Google Cloud Professional Cloud Security Engineer — Question 261

You are responsible for protecting highly sensitive data in BigQuery. Your operations teams need access to this data, but given privacy regulations, you want to ensure that they cannot read the sensitive fields such as email addresses and first names. These specific sensitive fields should only be available on a need-to- know basis to the Human Resources team.

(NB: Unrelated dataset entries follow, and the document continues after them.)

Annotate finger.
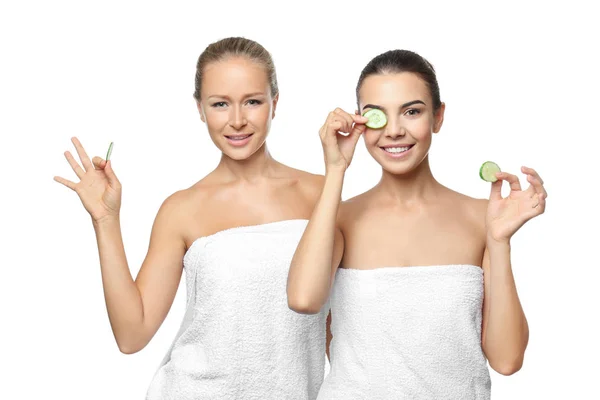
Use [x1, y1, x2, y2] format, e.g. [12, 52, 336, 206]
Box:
[521, 166, 544, 185]
[334, 108, 369, 126]
[496, 172, 521, 190]
[92, 156, 106, 169]
[349, 125, 366, 148]
[333, 108, 354, 133]
[490, 178, 502, 200]
[65, 151, 85, 179]
[104, 160, 121, 189]
[527, 175, 548, 197]
[71, 137, 93, 171]
[54, 176, 75, 190]
[526, 194, 546, 220]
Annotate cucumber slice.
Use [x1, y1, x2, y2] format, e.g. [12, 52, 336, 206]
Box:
[363, 108, 387, 129]
[479, 161, 500, 182]
[106, 142, 114, 161]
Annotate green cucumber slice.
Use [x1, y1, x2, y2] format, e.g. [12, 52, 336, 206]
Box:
[106, 142, 114, 161]
[363, 108, 387, 129]
[479, 161, 500, 182]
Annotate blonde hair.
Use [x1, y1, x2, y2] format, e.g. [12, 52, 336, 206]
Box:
[194, 37, 279, 101]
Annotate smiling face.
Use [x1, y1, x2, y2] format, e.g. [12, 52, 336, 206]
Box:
[359, 72, 445, 174]
[198, 57, 278, 160]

What should you do?

Answer options

• A. Perform data masking with the Cloud Data Loss Prevention API, and store that data in BigQuery for later use.
• B. Perform data redaction with the Cloud Data Loss Prevention API, and store that data in BigQuery for later use.
• C. Perform data inspection with the Cloud Data Loss Prevention API, and store that data in BigQuery for later use.
• D. Perform tokenization for Pseudonymization with the Cloud Data Loss Prevention API, and store that data in BigQuery for later use.

Correct answer: D

Explanation

The correct answer is D because tokenization for Pseudonymization allows sensitive fields to be replaced with non-sensitive equivalents, ensuring that only authorized personnel can access the original data. Option A (data masking) and B (data redaction) do not provide the same level of access control needed for compliance, as they might still expose sensitive information inappropriately. Option C (data inspection) merely analyzes data without protecting it, which does not meet the requirement for restricting access.